George Clooney decided to make a film about this for modern times – about political betrayal and so forth – and by giving it this old Latin name he was evoking the similarities between ancient Rome and modern America.
Or maybe he was just trying to make a buck with a movie he hoped would draw in ticket buyers such as myself. You never know about the motivations of Hollywood. The movie seemed like an obvious remake of Bill Clinton’s dalliance with an intern and how he had such noble ideas but he let his little head do the thinking and ended up committing political suicide.
I, for one, didn’t need to watch a fake politician do all the sordid stuff these people do to get elected. I think everyone on earth, even bush people in Africa, knows that politics turns people into back scratching, blackmailing extortionists.

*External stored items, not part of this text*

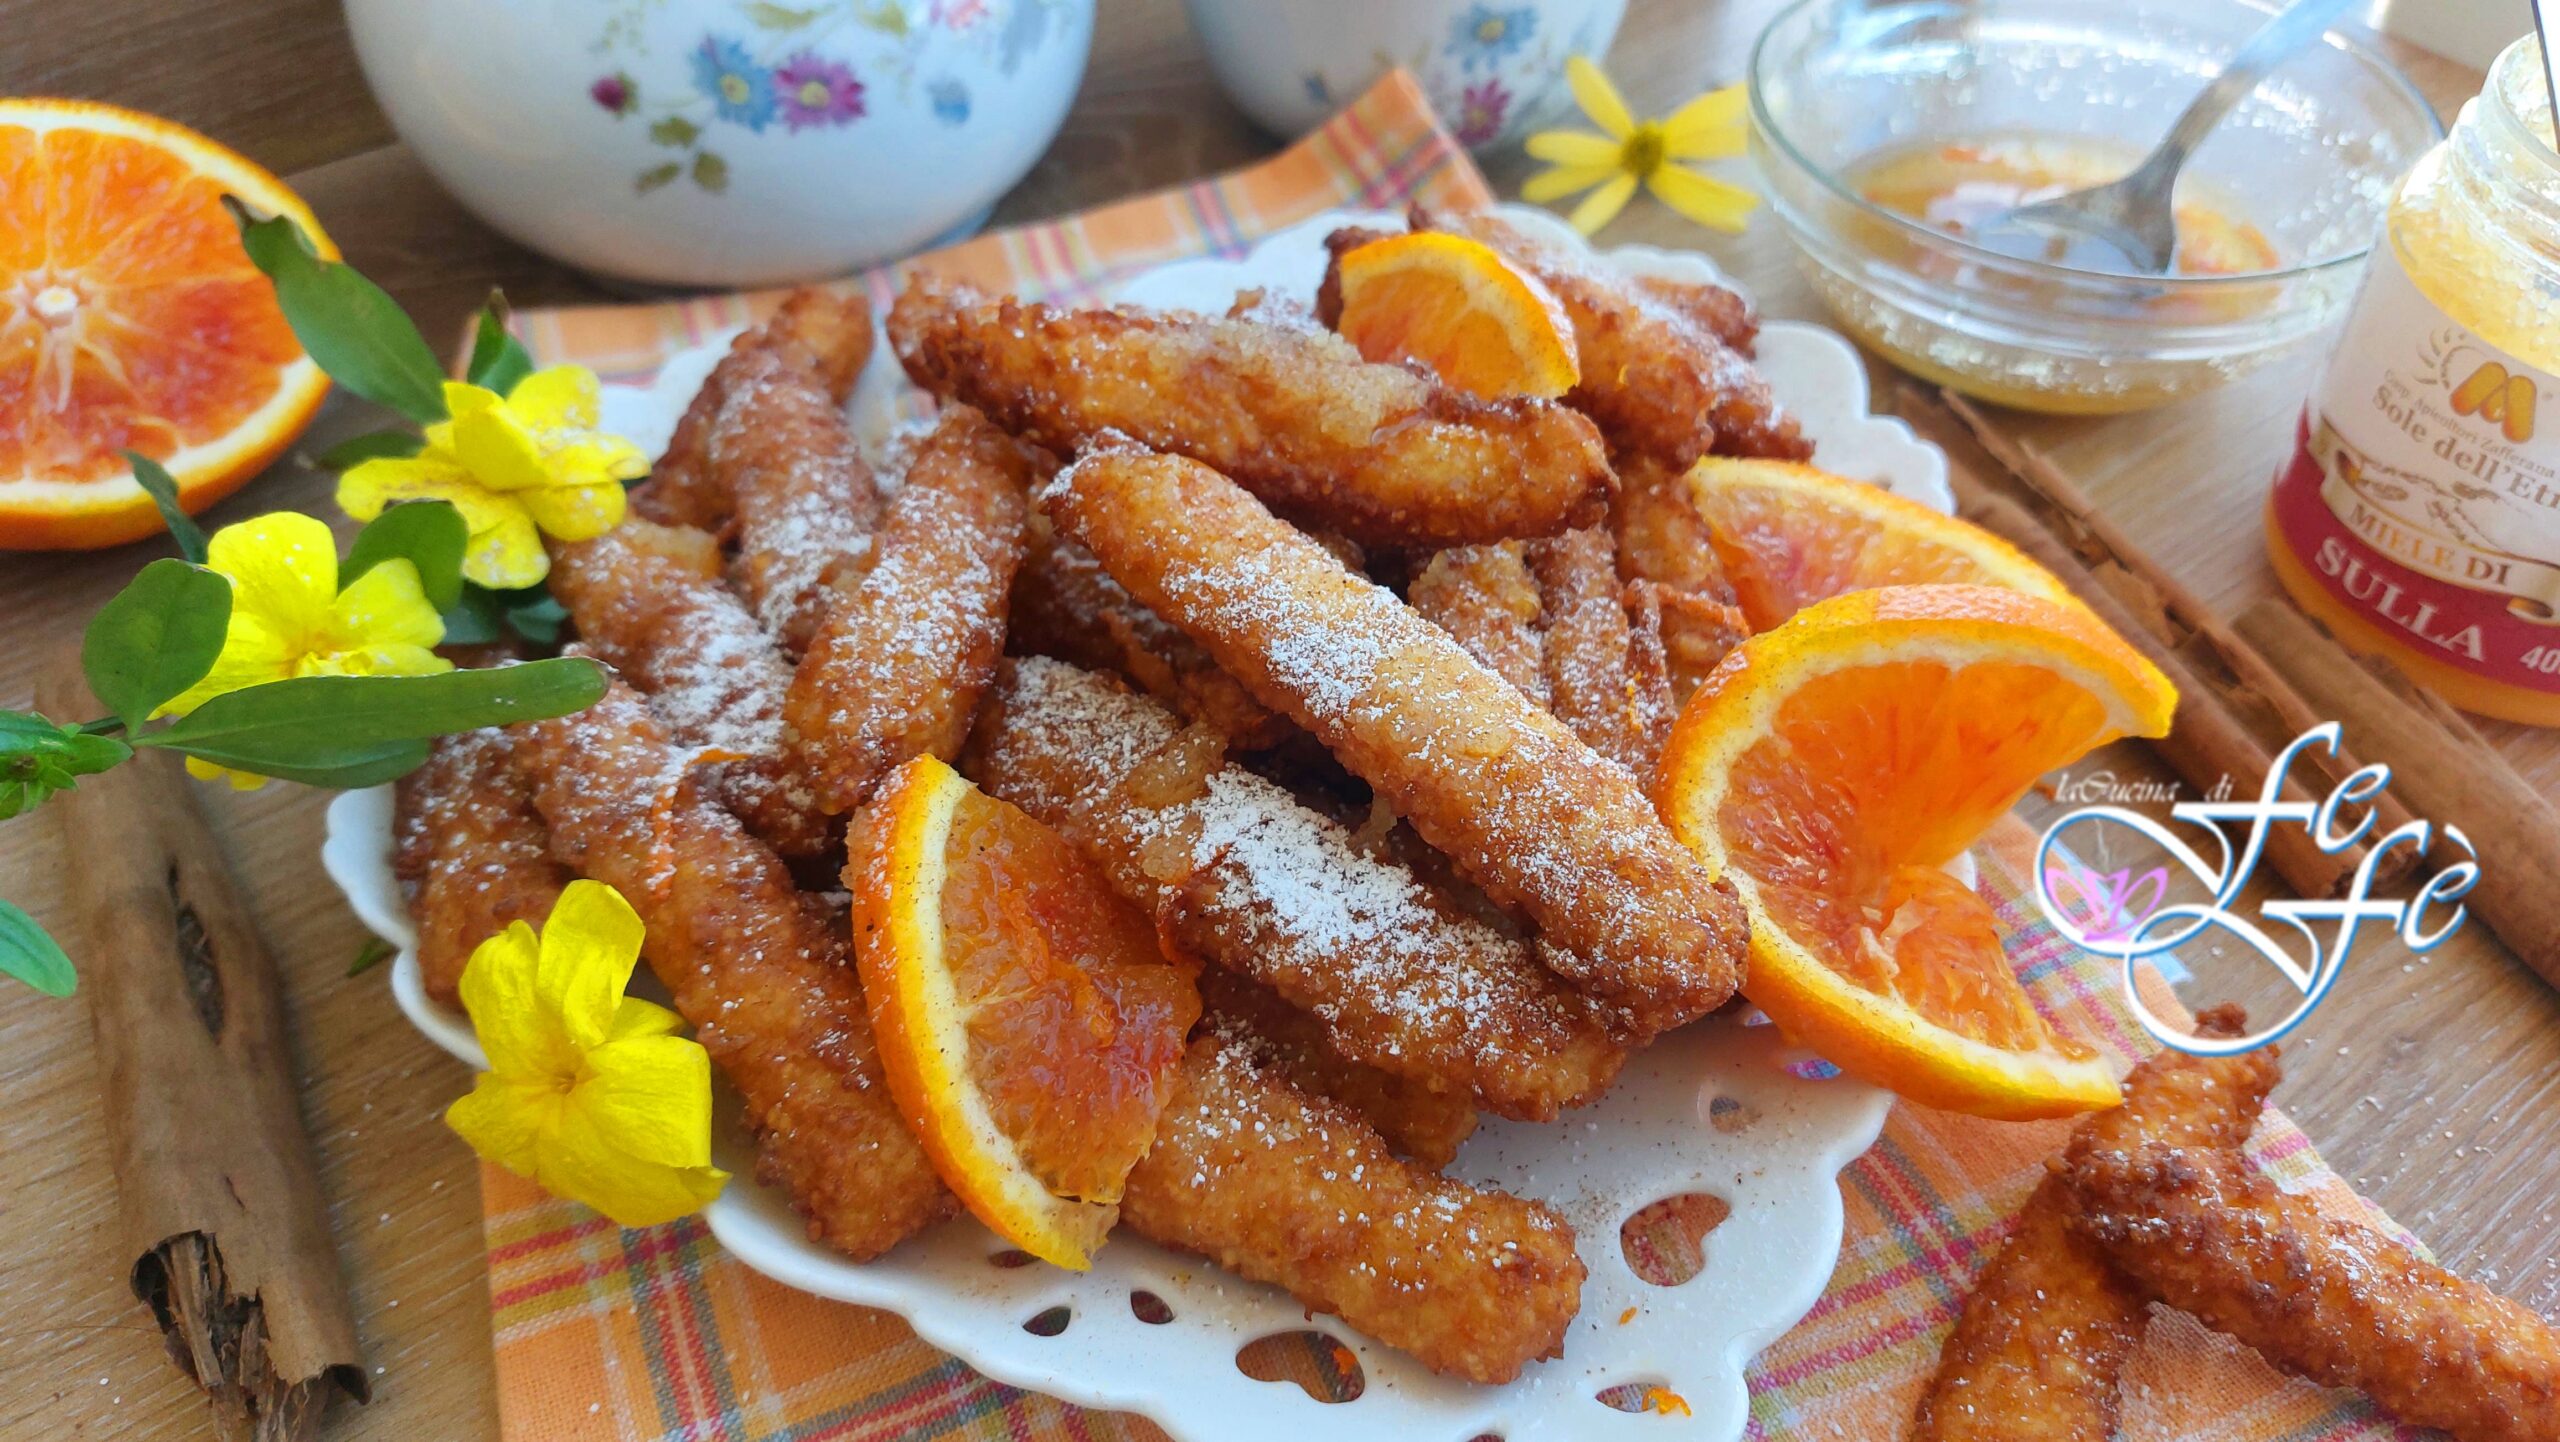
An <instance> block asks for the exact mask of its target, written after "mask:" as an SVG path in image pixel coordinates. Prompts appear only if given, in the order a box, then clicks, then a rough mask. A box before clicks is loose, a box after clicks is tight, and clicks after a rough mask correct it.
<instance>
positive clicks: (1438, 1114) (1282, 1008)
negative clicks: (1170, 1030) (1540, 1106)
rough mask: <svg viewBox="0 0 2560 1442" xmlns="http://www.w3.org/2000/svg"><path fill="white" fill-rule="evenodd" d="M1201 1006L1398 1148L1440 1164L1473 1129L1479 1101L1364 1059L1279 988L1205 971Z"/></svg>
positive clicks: (1243, 979)
mask: <svg viewBox="0 0 2560 1442" xmlns="http://www.w3.org/2000/svg"><path fill="white" fill-rule="evenodd" d="M1201 1007H1206V1014H1208V1017H1211V1025H1213V1027H1216V1030H1221V1032H1224V1035H1226V1037H1234V1040H1236V1042H1244V1048H1247V1053H1249V1055H1252V1058H1254V1063H1260V1065H1262V1068H1267V1071H1277V1073H1280V1076H1285V1078H1288V1083H1290V1086H1295V1089H1298V1091H1308V1094H1316V1096H1331V1099H1334V1101H1341V1104H1344V1106H1349V1109H1352V1112H1357V1114H1359V1119H1362V1122H1367V1124H1370V1127H1375V1130H1377V1135H1380V1137H1385V1142H1388V1145H1390V1147H1395V1155H1400V1158H1411V1160H1413V1163H1416V1165H1423V1168H1431V1171H1439V1168H1444V1165H1449V1160H1452V1158H1457V1147H1459V1142H1464V1140H1467V1135H1472V1132H1475V1106H1469V1104H1467V1099H1464V1096H1452V1094H1446V1091H1431V1089H1428V1086H1423V1083H1421V1081H1413V1078H1411V1076H1395V1073H1393V1071H1377V1068H1375V1065H1362V1063H1357V1060H1352V1058H1347V1055H1341V1053H1339V1050H1334V1042H1329V1040H1326V1035H1324V1022H1318V1019H1316V1017H1313V1014H1308V1012H1300V1009H1298V1007H1290V1004H1288V1001H1283V999H1280V994H1277V991H1272V989H1270V986H1262V984H1260V981H1252V978H1247V976H1242V973H1234V971H1219V968H1206V971H1201Z"/></svg>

I don’t know why I have to spend my Saturday night watching a predictable movie play out the same old story.
Every leading character in this movie either compromised their integrity, blackmailed someone, played dirty tricks, lied, betrayed their friends, or had sex with someone they shouldn’t have. It was business as usual for stereotypical politicians cynically depicted as visionaries without the backbone to do the right thing if it means they will lose the election.
Not much different that what old Julius Caesar was up to a couple thousand years ago. He should have stayed home, and I should have too.